Он знал, что самый яркий пример «отмирающего, упаднического, разлагающегося, развращенного и жестокого западного капитализма и доказательство фальшивости его помешанности на правах и свободах» (листовка «Путь от Запада») — это голливудское кино. И он знал (Хифан его не раз прорабатывал на этот счет), что фильмы о гангстерах и мафии — это самый-самый яркий пример. И все же… от них было труднее всего отказаться. Он отдал бы все косяки, какие когда-либо выкурил, и всех женщин, с которыми когда-либо спал, чтобы только вернуть те фильмы, которые сожгла его мать, или хотя бы купленные в последнее время, которые конфисковал Хифан. Он порвал членскую карточку «Роки Видео» и выкинул видеомагнитофон Икбалов, чтобы избавиться от искушения, но разве он виноват, что на четвертом канале идет неделя фильмов с Де Ниро? Разве он виноват, что песня Тони Беннетта «Нишие и богатые» доносится из магазина и западает ему в душу?

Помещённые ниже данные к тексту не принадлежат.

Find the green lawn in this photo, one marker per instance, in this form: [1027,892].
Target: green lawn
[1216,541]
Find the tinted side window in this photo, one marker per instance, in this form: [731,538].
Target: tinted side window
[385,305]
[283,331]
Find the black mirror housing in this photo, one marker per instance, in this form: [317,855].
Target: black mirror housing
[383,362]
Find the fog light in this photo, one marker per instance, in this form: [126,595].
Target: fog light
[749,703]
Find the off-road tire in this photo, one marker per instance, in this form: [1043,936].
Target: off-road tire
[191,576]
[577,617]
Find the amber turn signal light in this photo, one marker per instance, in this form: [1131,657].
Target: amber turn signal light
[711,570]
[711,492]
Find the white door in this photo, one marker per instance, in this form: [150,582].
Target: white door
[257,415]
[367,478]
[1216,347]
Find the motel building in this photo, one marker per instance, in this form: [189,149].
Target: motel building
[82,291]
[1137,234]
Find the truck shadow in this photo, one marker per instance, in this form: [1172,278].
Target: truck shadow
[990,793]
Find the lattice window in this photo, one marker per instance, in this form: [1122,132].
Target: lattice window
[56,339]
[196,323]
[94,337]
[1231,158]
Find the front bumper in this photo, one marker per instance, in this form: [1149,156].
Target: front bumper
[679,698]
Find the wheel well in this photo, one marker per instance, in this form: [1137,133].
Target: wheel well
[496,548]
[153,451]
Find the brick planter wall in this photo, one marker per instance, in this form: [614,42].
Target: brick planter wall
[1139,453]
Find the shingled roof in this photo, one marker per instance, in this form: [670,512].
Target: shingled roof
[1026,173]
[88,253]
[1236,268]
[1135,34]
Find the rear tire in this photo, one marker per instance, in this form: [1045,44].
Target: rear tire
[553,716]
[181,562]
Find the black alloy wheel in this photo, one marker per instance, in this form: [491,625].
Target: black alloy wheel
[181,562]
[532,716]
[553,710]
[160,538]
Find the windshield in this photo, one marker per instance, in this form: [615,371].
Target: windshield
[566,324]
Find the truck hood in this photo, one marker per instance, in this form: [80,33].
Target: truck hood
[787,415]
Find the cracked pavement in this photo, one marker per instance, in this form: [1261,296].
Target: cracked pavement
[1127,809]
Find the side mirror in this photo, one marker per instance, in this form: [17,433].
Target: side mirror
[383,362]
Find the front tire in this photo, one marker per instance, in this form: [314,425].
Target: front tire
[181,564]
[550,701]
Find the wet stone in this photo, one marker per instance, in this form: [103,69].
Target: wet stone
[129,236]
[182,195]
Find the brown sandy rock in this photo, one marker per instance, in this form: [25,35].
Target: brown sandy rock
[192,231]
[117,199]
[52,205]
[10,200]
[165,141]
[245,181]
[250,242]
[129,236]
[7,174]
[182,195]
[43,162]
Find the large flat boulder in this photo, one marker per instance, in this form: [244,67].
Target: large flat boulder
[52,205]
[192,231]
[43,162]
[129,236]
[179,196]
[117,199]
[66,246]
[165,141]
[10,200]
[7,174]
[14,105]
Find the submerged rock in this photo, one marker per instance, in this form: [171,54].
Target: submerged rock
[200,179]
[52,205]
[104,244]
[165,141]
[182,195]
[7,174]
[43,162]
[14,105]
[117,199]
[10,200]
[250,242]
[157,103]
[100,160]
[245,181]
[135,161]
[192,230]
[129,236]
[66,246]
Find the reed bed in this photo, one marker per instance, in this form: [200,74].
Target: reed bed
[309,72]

Его самая постыдная тайна заключалась в том, что каждый раз, когда Миллат открывал дверцу машины, багажник, дверь КЕВИНа или, как сейчас, дверь своего собственного дома, в его голове проносилось начало «Крутых парней», а в его подсознании (по крайней мере, он считал это своим подсознанием) возникала фраза:
Сколько я себя помню, я всегда хотел быть гангстером.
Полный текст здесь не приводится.